17 февраля 1819 года


– Мило, как здорово ты нарисовал! – воскликнула Джоанна, взяв со стола подвинутый к ней мальчиком лист бумаги и внимательно разглядывая рисунок.

Удивляло и забавляло полное отсутствие определенных форм и сходства с чем-либо. Но, конечно же, это не имело никакого значения. Важно было то, что мальчик пытался выразить состояние своей души, и она у него явно начала выздоравливать.

Уже более месяца Майлз покрывал своими непонятными каракулями листок за листком, с такой энергией водя по ним кисточкой, будто задался целью изрисовать всю бумагу в доме. Джоанне и Маргарет приходилось тратить немало времени, чтобы очистить оставшиеся повсюду после его самовыражения следы краски.

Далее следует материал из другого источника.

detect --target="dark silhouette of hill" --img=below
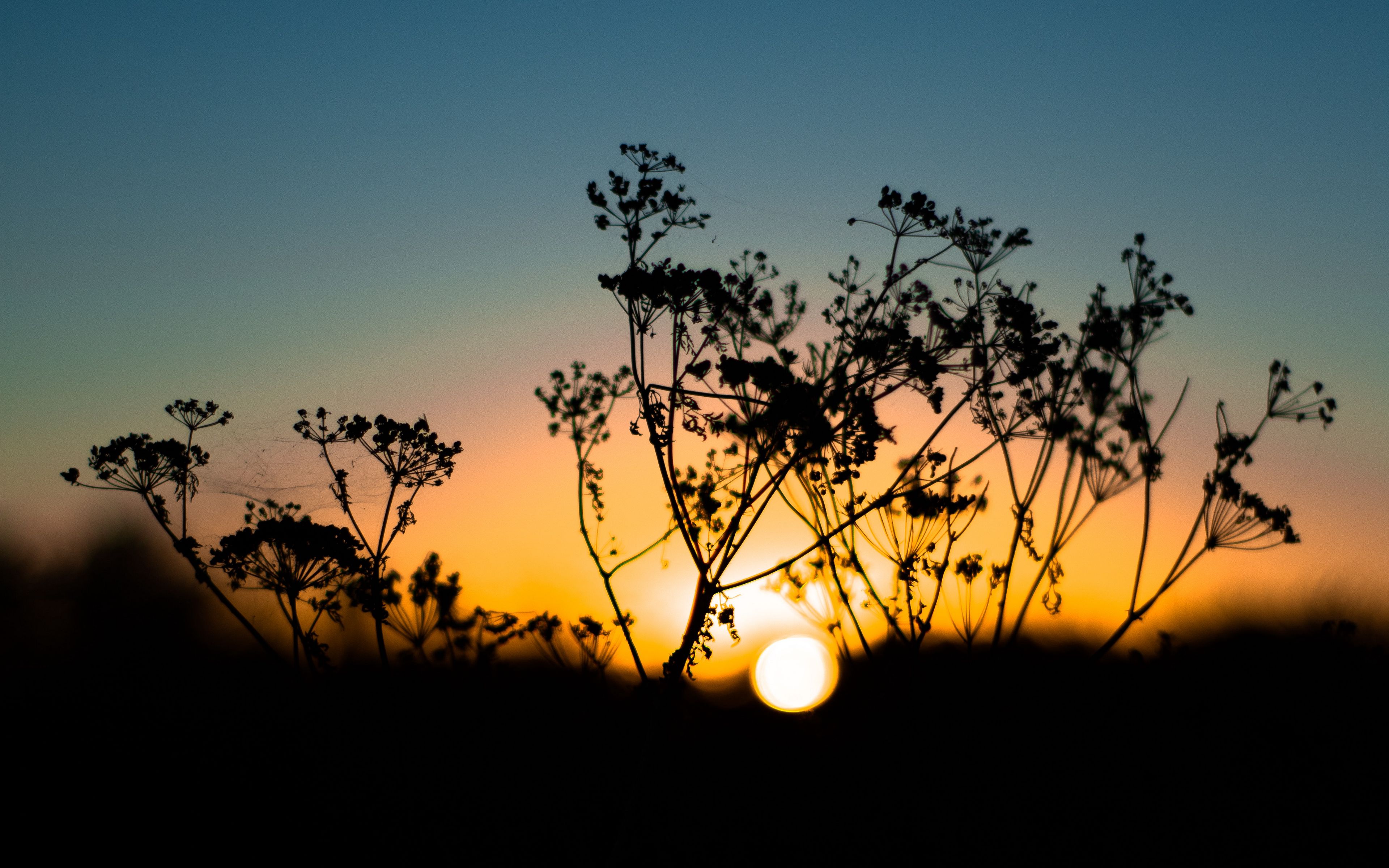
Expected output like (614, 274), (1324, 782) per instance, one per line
(0, 532), (1389, 864)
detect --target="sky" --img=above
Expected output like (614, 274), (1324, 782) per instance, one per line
(0, 1), (1389, 669)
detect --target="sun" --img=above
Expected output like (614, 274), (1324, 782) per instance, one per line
(753, 636), (839, 711)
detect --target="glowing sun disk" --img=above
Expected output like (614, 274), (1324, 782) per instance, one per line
(753, 636), (839, 711)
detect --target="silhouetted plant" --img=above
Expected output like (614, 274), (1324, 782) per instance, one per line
(60, 399), (279, 660)
(385, 551), (464, 663)
(1096, 360), (1336, 655)
(211, 500), (368, 668)
(294, 407), (463, 667)
(587, 144), (1031, 675)
(535, 361), (675, 682)
(587, 144), (1333, 675)
(519, 611), (617, 675)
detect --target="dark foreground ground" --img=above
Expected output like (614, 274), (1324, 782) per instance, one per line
(3, 525), (1389, 865)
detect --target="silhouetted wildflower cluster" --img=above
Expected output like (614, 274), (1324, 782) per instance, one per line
(536, 144), (1335, 676)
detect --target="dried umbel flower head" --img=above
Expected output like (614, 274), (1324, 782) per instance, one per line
(211, 500), (367, 597)
(60, 433), (208, 522)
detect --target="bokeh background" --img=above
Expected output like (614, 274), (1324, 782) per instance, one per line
(0, 3), (1389, 673)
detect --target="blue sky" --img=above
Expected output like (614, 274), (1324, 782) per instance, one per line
(0, 3), (1389, 644)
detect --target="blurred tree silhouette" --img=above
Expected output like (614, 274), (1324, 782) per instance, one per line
(61, 399), (279, 658)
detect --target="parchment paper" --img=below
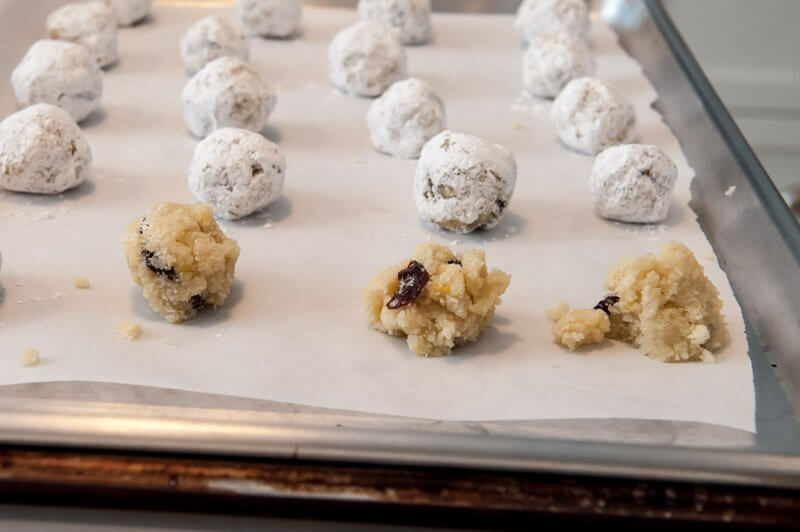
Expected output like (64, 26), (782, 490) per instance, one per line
(0, 4), (755, 431)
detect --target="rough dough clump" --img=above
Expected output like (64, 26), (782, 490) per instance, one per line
(414, 131), (517, 233)
(179, 15), (250, 76)
(358, 0), (433, 44)
(0, 103), (92, 194)
(328, 20), (408, 96)
(363, 242), (511, 356)
(189, 128), (286, 220)
(182, 57), (277, 137)
(236, 0), (303, 38)
(123, 203), (239, 323)
(367, 78), (445, 159)
(514, 0), (590, 42)
(105, 0), (153, 26)
(522, 31), (596, 98)
(548, 242), (729, 362)
(546, 303), (611, 350)
(11, 40), (103, 122)
(47, 0), (119, 67)
(591, 144), (678, 223)
(550, 78), (638, 155)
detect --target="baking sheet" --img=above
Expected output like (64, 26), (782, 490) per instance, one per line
(0, 5), (755, 431)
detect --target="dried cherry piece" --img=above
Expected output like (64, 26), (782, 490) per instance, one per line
(386, 260), (431, 310)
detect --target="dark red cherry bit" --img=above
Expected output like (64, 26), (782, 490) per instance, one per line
(386, 260), (431, 310)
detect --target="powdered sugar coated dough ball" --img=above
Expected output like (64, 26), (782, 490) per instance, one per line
(522, 31), (596, 98)
(514, 0), (590, 42)
(328, 20), (407, 96)
(105, 0), (153, 26)
(414, 131), (517, 233)
(358, 0), (433, 44)
(47, 0), (119, 67)
(179, 15), (250, 76)
(189, 127), (286, 220)
(183, 57), (277, 137)
(591, 144), (678, 223)
(550, 78), (638, 154)
(236, 0), (303, 38)
(11, 40), (103, 122)
(0, 103), (92, 194)
(367, 78), (445, 159)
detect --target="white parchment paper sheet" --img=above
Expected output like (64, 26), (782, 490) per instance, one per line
(0, 6), (755, 431)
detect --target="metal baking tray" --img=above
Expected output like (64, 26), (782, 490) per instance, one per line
(0, 0), (800, 487)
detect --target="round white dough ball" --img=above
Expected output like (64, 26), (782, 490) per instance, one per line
(105, 0), (153, 26)
(0, 103), (92, 194)
(591, 144), (678, 223)
(328, 20), (408, 96)
(11, 40), (103, 122)
(522, 31), (596, 98)
(179, 15), (250, 76)
(236, 0), (303, 38)
(550, 78), (638, 155)
(47, 0), (119, 67)
(189, 127), (286, 220)
(183, 56), (277, 137)
(358, 0), (433, 44)
(414, 131), (517, 233)
(367, 78), (445, 159)
(514, 0), (590, 42)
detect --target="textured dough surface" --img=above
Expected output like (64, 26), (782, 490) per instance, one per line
(123, 203), (239, 323)
(367, 78), (445, 159)
(47, 0), (119, 67)
(363, 242), (511, 356)
(11, 40), (103, 122)
(414, 131), (517, 233)
(189, 128), (286, 220)
(590, 144), (678, 223)
(550, 77), (638, 155)
(182, 56), (277, 138)
(328, 20), (408, 96)
(0, 103), (92, 194)
(179, 15), (250, 76)
(522, 31), (596, 98)
(358, 0), (433, 44)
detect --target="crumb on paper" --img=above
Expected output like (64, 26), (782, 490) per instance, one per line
(72, 275), (92, 289)
(19, 349), (39, 368)
(117, 320), (142, 342)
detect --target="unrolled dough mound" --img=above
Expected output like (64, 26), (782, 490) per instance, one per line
(414, 131), (517, 233)
(236, 0), (303, 38)
(0, 103), (92, 194)
(47, 0), (119, 67)
(123, 203), (239, 323)
(522, 31), (595, 98)
(11, 40), (103, 122)
(514, 0), (590, 42)
(180, 15), (250, 76)
(367, 78), (445, 159)
(328, 20), (407, 96)
(358, 0), (433, 44)
(550, 78), (638, 155)
(363, 242), (511, 356)
(591, 144), (678, 223)
(189, 127), (286, 220)
(183, 57), (277, 137)
(105, 0), (153, 26)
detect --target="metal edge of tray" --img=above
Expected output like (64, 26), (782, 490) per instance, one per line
(0, 0), (800, 487)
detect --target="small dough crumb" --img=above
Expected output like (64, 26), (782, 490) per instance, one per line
(363, 242), (511, 356)
(117, 320), (142, 342)
(72, 275), (92, 289)
(19, 349), (39, 368)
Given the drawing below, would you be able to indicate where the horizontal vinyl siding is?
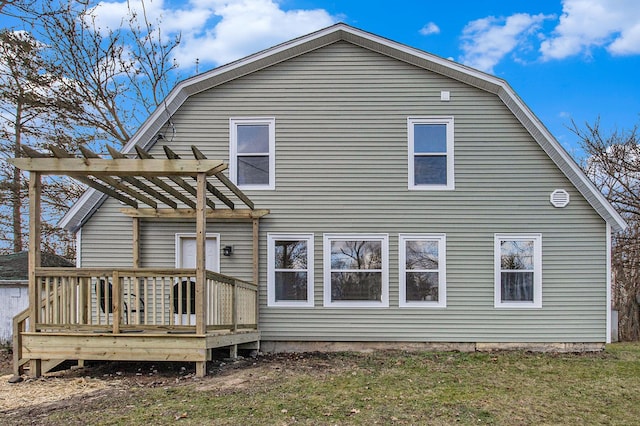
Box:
[80,198,133,268]
[83,42,606,342]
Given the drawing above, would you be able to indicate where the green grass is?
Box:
[23,344,640,425]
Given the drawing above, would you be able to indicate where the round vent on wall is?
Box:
[549,189,569,208]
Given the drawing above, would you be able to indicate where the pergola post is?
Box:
[131,217,140,268]
[196,173,207,377]
[29,172,42,377]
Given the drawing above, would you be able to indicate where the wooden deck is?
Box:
[14,268,260,376]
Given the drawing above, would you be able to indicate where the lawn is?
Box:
[1,344,640,425]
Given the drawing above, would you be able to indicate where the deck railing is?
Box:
[28,268,258,333]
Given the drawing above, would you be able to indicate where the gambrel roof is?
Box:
[60,23,626,231]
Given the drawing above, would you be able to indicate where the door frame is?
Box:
[174,232,220,273]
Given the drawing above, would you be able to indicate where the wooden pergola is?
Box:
[9,146,269,376]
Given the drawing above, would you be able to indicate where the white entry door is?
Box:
[176,234,220,272]
[174,234,220,325]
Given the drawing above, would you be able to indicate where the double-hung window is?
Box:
[407,117,455,190]
[398,234,447,307]
[267,234,313,307]
[229,118,276,189]
[324,234,389,307]
[494,234,542,308]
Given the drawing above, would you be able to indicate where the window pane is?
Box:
[500,272,533,302]
[331,241,382,269]
[237,124,269,154]
[406,241,438,269]
[413,124,447,153]
[238,156,269,185]
[500,240,533,270]
[331,272,382,301]
[413,155,447,185]
[275,240,307,269]
[275,272,307,302]
[407,272,438,302]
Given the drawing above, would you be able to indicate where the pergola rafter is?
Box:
[11,146,266,220]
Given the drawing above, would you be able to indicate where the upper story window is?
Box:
[398,234,447,308]
[494,234,542,308]
[407,117,455,190]
[267,234,313,307]
[229,118,276,189]
[324,234,389,307]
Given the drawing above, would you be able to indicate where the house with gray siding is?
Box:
[62,24,626,350]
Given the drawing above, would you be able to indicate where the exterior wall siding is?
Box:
[82,42,607,342]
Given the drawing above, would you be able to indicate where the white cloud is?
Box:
[419,22,440,35]
[96,0,336,68]
[540,0,640,60]
[460,13,552,72]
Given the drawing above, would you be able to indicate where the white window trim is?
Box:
[229,117,276,190]
[407,117,455,191]
[398,234,447,308]
[493,234,542,309]
[174,232,220,273]
[267,233,314,308]
[323,234,389,308]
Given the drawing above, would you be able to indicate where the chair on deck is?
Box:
[96,280,144,324]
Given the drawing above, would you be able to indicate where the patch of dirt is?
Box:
[0,353,352,425]
[0,349,13,376]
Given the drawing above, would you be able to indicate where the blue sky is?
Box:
[2,0,640,156]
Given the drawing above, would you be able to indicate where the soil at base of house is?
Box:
[0,349,13,376]
[0,352,344,426]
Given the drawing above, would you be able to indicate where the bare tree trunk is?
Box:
[11,103,23,253]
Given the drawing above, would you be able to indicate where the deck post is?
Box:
[251,217,260,324]
[29,172,42,377]
[112,270,123,334]
[195,173,207,334]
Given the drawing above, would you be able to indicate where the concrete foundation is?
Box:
[260,340,605,353]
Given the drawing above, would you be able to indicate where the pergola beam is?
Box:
[162,145,234,209]
[8,157,227,177]
[120,208,269,220]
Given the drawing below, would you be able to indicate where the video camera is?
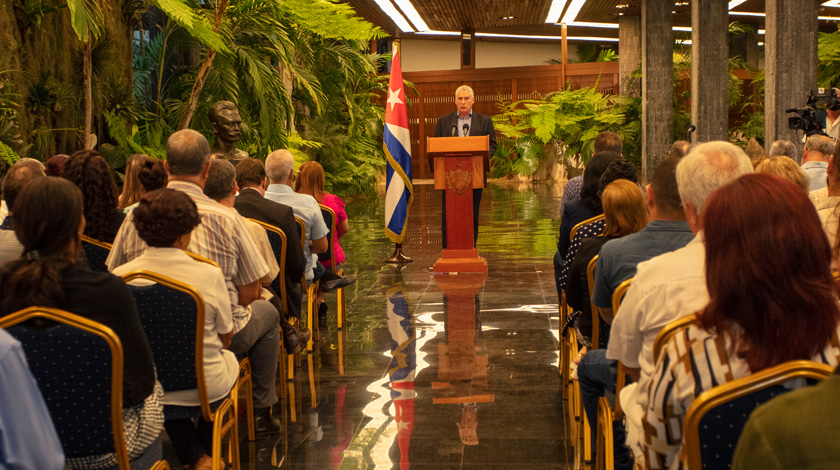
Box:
[785,88,840,137]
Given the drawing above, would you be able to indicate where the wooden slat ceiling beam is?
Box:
[342,0,840,38]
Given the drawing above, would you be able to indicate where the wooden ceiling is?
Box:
[342,0,840,38]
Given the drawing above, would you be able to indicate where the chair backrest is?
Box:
[683,361,833,469]
[653,313,697,363]
[82,235,111,273]
[586,255,601,349]
[184,250,219,268]
[569,214,604,241]
[295,217,306,251]
[318,204,338,272]
[249,219,288,308]
[0,307,129,470]
[122,271,211,420]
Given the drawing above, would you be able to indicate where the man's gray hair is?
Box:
[204,158,236,201]
[265,149,295,181]
[805,134,836,158]
[677,141,753,216]
[207,100,236,122]
[767,140,799,162]
[166,129,210,176]
[455,85,475,98]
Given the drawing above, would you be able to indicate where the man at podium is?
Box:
[435,85,496,248]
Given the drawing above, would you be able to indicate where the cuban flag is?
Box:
[386,283,417,470]
[383,42,414,243]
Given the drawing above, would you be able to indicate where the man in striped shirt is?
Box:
[106,129,280,432]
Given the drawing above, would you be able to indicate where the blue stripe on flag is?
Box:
[383,126,411,239]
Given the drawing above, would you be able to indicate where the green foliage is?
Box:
[493,83,624,175]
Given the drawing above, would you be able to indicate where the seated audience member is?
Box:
[732,368,840,470]
[640,175,840,469]
[265,149,355,319]
[560,131,621,216]
[114,189,239,469]
[767,140,799,163]
[802,134,834,191]
[606,142,752,463]
[265,149,330,282]
[0,176,163,469]
[0,330,64,470]
[0,158,44,264]
[233,158,311,326]
[118,153,150,212]
[809,138,840,268]
[0,158,46,223]
[755,157,811,194]
[577,157,694,469]
[668,140,691,160]
[295,161,356,316]
[566,179,648,350]
[123,158,168,214]
[554,152,621,296]
[295,161,350,271]
[105,129,280,433]
[204,158,309,354]
[62,150,125,243]
[557,158,641,290]
[46,153,70,176]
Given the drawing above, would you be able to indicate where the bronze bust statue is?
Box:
[207,101,248,165]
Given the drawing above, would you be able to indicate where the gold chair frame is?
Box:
[0,307,131,470]
[684,362,834,468]
[81,235,113,250]
[595,278,633,470]
[653,313,698,364]
[318,204,347,332]
[586,255,601,349]
[122,270,246,470]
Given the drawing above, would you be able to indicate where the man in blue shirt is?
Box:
[802,134,835,191]
[0,330,64,470]
[577,157,694,469]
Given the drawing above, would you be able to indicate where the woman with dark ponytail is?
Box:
[0,177,163,468]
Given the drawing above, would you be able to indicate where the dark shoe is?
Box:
[295,323,312,343]
[280,322,306,354]
[254,406,281,434]
[321,276,356,292]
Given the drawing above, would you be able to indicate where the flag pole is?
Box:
[383,39,413,264]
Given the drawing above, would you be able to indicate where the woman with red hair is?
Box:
[637,174,840,468]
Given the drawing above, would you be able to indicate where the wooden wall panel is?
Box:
[377,62,618,179]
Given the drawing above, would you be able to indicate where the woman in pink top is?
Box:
[295,161,350,267]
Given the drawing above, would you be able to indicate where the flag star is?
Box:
[388,88,403,111]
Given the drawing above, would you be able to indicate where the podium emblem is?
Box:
[446,163,472,194]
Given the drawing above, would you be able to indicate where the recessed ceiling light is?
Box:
[374,0,414,33]
[545,0,569,24]
[394,0,429,31]
[560,0,586,23]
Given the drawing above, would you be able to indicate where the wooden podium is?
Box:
[426,136,490,273]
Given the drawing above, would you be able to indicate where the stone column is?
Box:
[618,15,642,96]
[691,0,729,142]
[764,0,820,155]
[641,0,674,182]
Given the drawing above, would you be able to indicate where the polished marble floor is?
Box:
[171,184,575,470]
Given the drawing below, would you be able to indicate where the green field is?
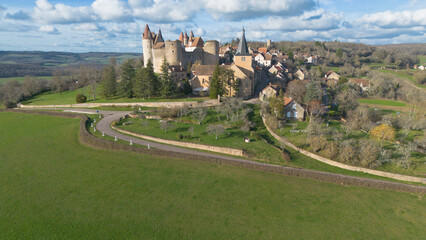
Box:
[0,113,426,239]
[378,69,426,89]
[0,76,52,83]
[358,98,407,107]
[419,55,426,65]
[23,87,208,105]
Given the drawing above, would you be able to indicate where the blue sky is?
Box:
[0,0,426,52]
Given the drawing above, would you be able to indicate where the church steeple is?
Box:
[235,27,250,56]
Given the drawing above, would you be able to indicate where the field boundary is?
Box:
[0,110,426,195]
[18,99,220,109]
[262,116,426,184]
[111,125,246,157]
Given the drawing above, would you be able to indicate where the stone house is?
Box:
[349,78,370,92]
[259,84,279,102]
[284,97,305,121]
[324,70,340,81]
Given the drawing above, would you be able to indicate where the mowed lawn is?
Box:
[0,76,52,83]
[22,86,209,105]
[358,98,407,107]
[0,113,426,239]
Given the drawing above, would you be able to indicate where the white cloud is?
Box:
[32,0,93,24]
[253,9,343,31]
[38,25,60,34]
[202,0,316,21]
[73,23,102,31]
[92,0,130,21]
[355,9,426,28]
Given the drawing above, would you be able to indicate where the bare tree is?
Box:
[192,107,207,125]
[206,124,225,140]
[160,120,173,133]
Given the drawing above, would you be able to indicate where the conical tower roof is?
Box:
[154,29,164,44]
[235,28,250,56]
[143,24,151,39]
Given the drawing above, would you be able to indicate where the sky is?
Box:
[0,0,426,53]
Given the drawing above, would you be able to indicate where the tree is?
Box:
[102,65,117,99]
[209,65,225,99]
[285,80,306,103]
[336,89,359,116]
[75,93,87,103]
[306,100,325,121]
[370,124,395,141]
[160,58,176,98]
[305,81,322,103]
[192,107,207,125]
[118,59,136,98]
[206,124,225,140]
[359,141,381,168]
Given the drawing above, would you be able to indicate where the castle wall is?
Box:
[142,39,153,67]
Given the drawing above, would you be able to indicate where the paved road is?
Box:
[64,109,269,165]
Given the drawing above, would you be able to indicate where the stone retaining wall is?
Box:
[262,116,426,184]
[18,100,220,108]
[111,125,246,157]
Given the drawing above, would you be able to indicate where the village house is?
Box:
[349,78,370,92]
[259,84,279,102]
[190,29,260,99]
[293,69,305,80]
[284,97,305,121]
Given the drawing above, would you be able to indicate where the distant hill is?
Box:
[0,51,142,77]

Все началось вечером того дня, когда благодаря Боско случился прорыв в его поведении. Джоанна, сидя за столом, рисовала, а Майлз молча и вроде бы без особого интереса наблюдал. Это уже стало привычным, и она даже не предложила ему краски и бумагу, как безуспешно делала много раз ранее.

Углубившись в свои мысли, Джоанна смешивала кистью акварельные краски, добиваясь необычных оттенков, и резкими мазками наносила их на бумагу. О содержании будущего рисунка она не думала, скорее пыталась выразить цветом свои чувства. Интересно, может ли успокоить обычный лист бумаги с нанесенными на него красками? А развеселить? А рассердить? Чем дольше она рисовала, тем становилось интереснее.

Ранее Джоанна никогда не пыталась выразить себя таким образом. Она всегда старалась сосредоточиться на том, каким образом наносить краски, как лучше зафиксировать образ, старалась добиться правильного баланса цвета и соблюсти пропорции.

Такая философская живопись могла бы продолжаться сколь угодно долго, но неожиданно подошедший совсем близко Майлз ухватился за листок и потянул его к себе. Ей ничего не оставалось, как только улыбнуться, вручить мальчику кисточку и подвинуть к нему будущую картину.

С тех пор художественное творчество Майлза не прекращалось ни на день. Позавтракав, он незамедлительно хватался за бумагу и краски. Все его рисунки Джоанна рассматривала с большим вниманием, и каждый из них добавлял штришок к истории маленькой непростой жизни. Истории, которую невозможно было рассказать словами, но теперь понятную по рисункам. Это была грустная история, которая могла разбить сердце Джоанны, если бы она не видела, как счастлив Майлз от того, что нашел способ рассказать о себе миру.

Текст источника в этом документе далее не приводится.